Republicans have aired just two ads against Democratic candidates attacking Biden’s loan forgiveness plan and are disregarding the climate provisions of the Inflation Reduction Act in television spots. While Biden only rolled out his marijuana reform plans on Thursday, the official organs of the Republican party ignored the announcement entirely.

The silence from the GOP on crucial issues shows how the American public has moved to the left on key issues since the last time Democrats controlled the presidency and both chambers of Congress. It also highlights how the White House has worked to find a middle ground on progressive policy goals while simultaneously defanging the most potent GOP attacks against them.

“The throughline of these decisions is the president’s belief that the American economy needs to be based on opportunity for hardworking middle-class families, not tilted to wealthy special interests,” Andrew Bates, a White House spokesperson, told HuffPost.

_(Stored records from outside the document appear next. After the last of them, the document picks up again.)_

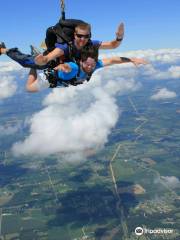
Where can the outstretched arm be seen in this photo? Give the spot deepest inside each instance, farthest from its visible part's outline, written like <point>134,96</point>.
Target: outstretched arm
<point>119,60</point>
<point>43,60</point>
<point>114,43</point>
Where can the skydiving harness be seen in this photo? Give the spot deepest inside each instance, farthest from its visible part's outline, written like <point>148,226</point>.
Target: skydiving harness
<point>63,32</point>
<point>54,80</point>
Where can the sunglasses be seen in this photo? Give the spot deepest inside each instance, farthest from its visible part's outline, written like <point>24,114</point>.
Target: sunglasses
<point>82,36</point>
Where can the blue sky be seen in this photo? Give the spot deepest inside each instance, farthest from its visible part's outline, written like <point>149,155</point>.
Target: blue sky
<point>148,23</point>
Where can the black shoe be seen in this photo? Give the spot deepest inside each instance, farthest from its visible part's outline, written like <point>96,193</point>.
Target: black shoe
<point>2,45</point>
<point>34,51</point>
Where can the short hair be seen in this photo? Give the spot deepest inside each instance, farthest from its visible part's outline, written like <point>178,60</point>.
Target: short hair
<point>83,26</point>
<point>89,51</point>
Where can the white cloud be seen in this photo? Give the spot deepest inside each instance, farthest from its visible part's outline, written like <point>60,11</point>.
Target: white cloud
<point>79,118</point>
<point>76,119</point>
<point>162,94</point>
<point>9,130</point>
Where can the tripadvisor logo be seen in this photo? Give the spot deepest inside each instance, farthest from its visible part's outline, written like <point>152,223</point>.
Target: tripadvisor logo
<point>140,231</point>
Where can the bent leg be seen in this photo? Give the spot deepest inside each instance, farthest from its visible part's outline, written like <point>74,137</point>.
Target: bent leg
<point>31,84</point>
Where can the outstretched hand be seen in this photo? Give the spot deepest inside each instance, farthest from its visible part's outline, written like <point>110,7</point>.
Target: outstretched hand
<point>138,61</point>
<point>39,59</point>
<point>120,31</point>
<point>63,67</point>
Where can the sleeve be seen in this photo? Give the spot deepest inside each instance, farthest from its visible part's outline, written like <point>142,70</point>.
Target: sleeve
<point>96,43</point>
<point>99,64</point>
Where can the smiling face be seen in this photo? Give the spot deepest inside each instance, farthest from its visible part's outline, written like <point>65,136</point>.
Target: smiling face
<point>81,35</point>
<point>89,65</point>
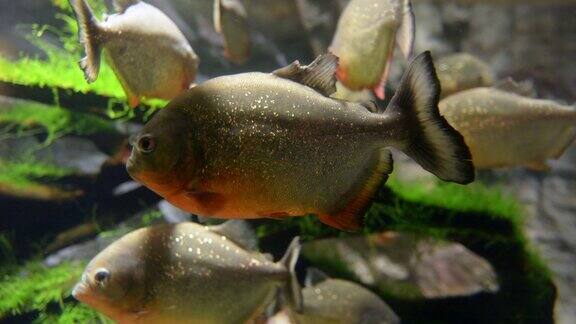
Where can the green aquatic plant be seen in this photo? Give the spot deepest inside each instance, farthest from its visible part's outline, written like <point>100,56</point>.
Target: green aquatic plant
<point>59,69</point>
<point>475,197</point>
<point>24,117</point>
<point>22,174</point>
<point>485,220</point>
<point>44,292</point>
<point>33,286</point>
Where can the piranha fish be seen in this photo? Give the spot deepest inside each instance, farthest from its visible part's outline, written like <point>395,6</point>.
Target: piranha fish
<point>507,129</point>
<point>231,22</point>
<point>275,145</point>
<point>148,53</point>
<point>335,301</point>
<point>463,71</point>
<point>185,273</point>
<point>364,41</point>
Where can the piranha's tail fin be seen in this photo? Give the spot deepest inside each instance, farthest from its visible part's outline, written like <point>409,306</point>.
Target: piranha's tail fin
<point>292,293</point>
<point>430,141</point>
<point>91,35</point>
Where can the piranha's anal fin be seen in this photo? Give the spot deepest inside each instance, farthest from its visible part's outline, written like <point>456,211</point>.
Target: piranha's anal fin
<point>351,217</point>
<point>431,141</point>
<point>406,33</point>
<point>319,75</point>
<point>92,35</point>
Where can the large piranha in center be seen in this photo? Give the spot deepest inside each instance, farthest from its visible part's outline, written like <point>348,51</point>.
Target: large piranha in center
<point>274,145</point>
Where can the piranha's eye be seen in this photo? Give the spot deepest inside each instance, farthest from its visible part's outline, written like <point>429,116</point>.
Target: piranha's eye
<point>146,144</point>
<point>101,276</point>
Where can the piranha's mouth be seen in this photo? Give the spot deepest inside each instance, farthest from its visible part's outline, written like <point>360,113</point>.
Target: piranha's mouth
<point>132,165</point>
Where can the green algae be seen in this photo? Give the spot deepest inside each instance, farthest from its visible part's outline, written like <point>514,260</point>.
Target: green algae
<point>484,219</point>
<point>44,292</point>
<point>23,174</point>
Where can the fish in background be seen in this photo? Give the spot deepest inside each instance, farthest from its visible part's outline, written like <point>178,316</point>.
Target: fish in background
<point>516,2</point>
<point>462,71</point>
<point>364,41</point>
<point>148,53</point>
<point>336,301</point>
<point>186,273</point>
<point>231,22</point>
<point>504,127</point>
<point>275,145</point>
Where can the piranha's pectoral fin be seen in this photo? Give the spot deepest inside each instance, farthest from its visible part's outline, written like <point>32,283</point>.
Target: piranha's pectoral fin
<point>92,35</point>
<point>406,33</point>
<point>238,231</point>
<point>208,202</point>
<point>380,88</point>
<point>121,5</point>
<point>351,217</point>
<point>522,88</point>
<point>319,75</point>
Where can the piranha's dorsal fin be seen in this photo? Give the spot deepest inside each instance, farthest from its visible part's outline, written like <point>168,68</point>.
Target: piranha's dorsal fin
<point>239,232</point>
<point>319,75</point>
<point>523,88</point>
<point>292,292</point>
<point>92,35</point>
<point>406,33</point>
<point>351,217</point>
<point>121,5</point>
<point>432,142</point>
<point>314,276</point>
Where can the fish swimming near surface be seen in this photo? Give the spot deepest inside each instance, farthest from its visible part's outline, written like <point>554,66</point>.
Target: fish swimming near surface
<point>185,273</point>
<point>230,21</point>
<point>337,301</point>
<point>364,41</point>
<point>462,71</point>
<point>508,129</point>
<point>148,53</point>
<point>274,145</point>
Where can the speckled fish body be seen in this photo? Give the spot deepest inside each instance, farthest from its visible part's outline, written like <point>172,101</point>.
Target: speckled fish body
<point>364,41</point>
<point>182,273</point>
<point>148,53</point>
<point>504,129</point>
<point>335,301</point>
<point>230,21</point>
<point>258,145</point>
<point>463,71</point>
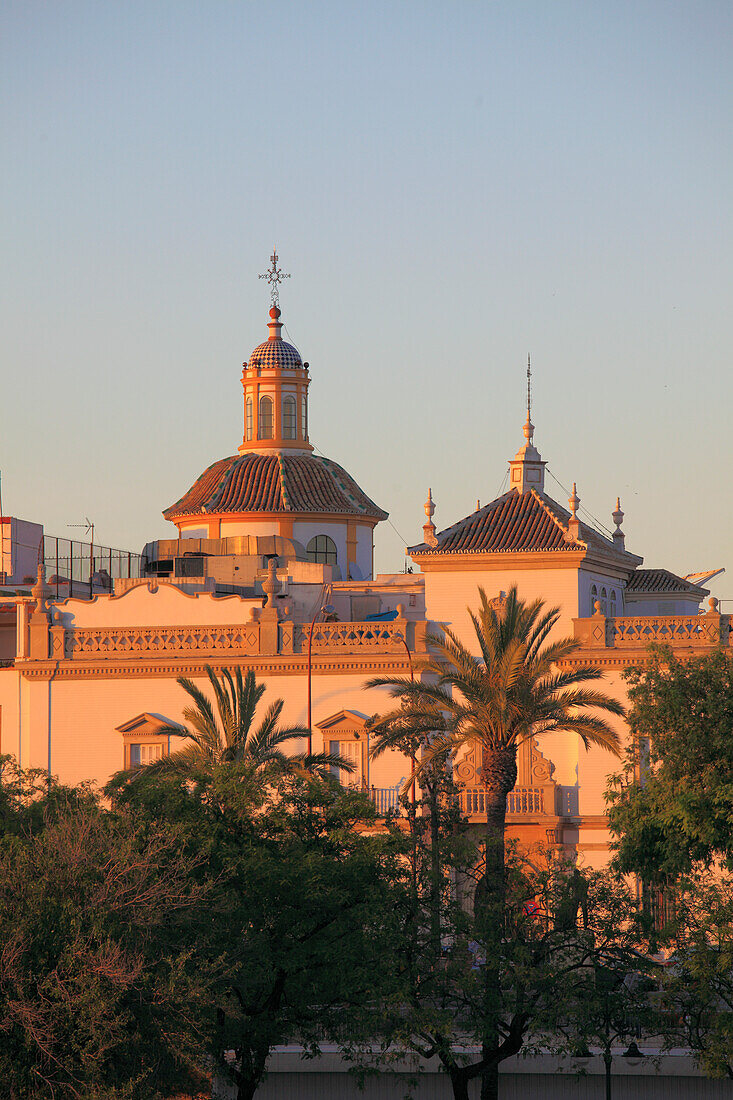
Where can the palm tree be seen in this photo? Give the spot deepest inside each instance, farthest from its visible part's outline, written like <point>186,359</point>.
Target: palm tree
<point>220,730</point>
<point>514,690</point>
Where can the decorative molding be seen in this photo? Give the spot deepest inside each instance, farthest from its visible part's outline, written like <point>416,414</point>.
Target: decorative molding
<point>535,793</point>
<point>141,668</point>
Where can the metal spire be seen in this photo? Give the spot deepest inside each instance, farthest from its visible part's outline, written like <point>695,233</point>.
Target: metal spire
<point>528,428</point>
<point>274,277</point>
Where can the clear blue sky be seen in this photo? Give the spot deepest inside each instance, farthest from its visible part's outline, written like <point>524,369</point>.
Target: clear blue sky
<point>451,185</point>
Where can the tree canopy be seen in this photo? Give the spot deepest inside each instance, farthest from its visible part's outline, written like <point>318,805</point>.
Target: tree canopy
<point>671,806</point>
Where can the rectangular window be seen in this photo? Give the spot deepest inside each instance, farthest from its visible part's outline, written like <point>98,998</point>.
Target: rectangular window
<point>350,751</point>
<point>144,754</point>
<point>189,567</point>
<point>290,426</point>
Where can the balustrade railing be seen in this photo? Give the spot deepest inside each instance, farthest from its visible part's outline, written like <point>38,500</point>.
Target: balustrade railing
<point>238,639</point>
<point>385,799</point>
<point>522,800</point>
<point>341,636</point>
<point>637,631</point>
<point>120,641</point>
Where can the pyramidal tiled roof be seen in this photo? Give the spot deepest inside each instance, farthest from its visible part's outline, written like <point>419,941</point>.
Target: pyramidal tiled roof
<point>516,523</point>
<point>298,483</point>
<point>662,580</point>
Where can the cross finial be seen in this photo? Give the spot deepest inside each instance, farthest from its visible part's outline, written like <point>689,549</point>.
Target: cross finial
<point>274,277</point>
<point>528,428</point>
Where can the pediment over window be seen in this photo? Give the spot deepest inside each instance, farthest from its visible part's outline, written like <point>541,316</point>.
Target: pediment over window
<point>342,725</point>
<point>142,725</point>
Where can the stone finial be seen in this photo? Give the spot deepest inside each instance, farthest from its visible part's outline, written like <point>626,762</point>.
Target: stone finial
<point>41,592</point>
<point>617,516</point>
<point>271,585</point>
<point>428,528</point>
<point>573,524</point>
<point>573,501</point>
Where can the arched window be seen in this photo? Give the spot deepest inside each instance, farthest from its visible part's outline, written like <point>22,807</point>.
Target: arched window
<point>265,418</point>
<point>288,418</point>
<point>321,549</point>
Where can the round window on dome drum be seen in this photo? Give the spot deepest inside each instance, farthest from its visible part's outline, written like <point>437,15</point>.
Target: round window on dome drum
<point>321,549</point>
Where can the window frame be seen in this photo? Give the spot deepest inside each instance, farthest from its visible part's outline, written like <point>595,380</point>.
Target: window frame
<point>290,417</point>
<point>327,554</point>
<point>265,417</point>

“The American people support student loan relief, reforming marijuana policy, and the historic actions the president and congressional Democrats have taken to fight the climate crisis and generate new manufacturing jobs all over the country at once,” he added.

There are obvious caveats. Republican advertising on crime and record-high inflation levels has proven effective, so there is little reason for the GOP to broach other topics. But it’s still striking to watch Biden achieve long-standing Democratic goals with little disagreement from a party fiercely devoted to opposing him.

The White House pointed to Biden’s approach on climate as emblematic of how he managed to avoid provoking a backlash from Republican officeholders and the broader electorate.

“It’s clear that the politics of climate change have shifted, and Republicans know that they’re on the wrong side of public opinion.”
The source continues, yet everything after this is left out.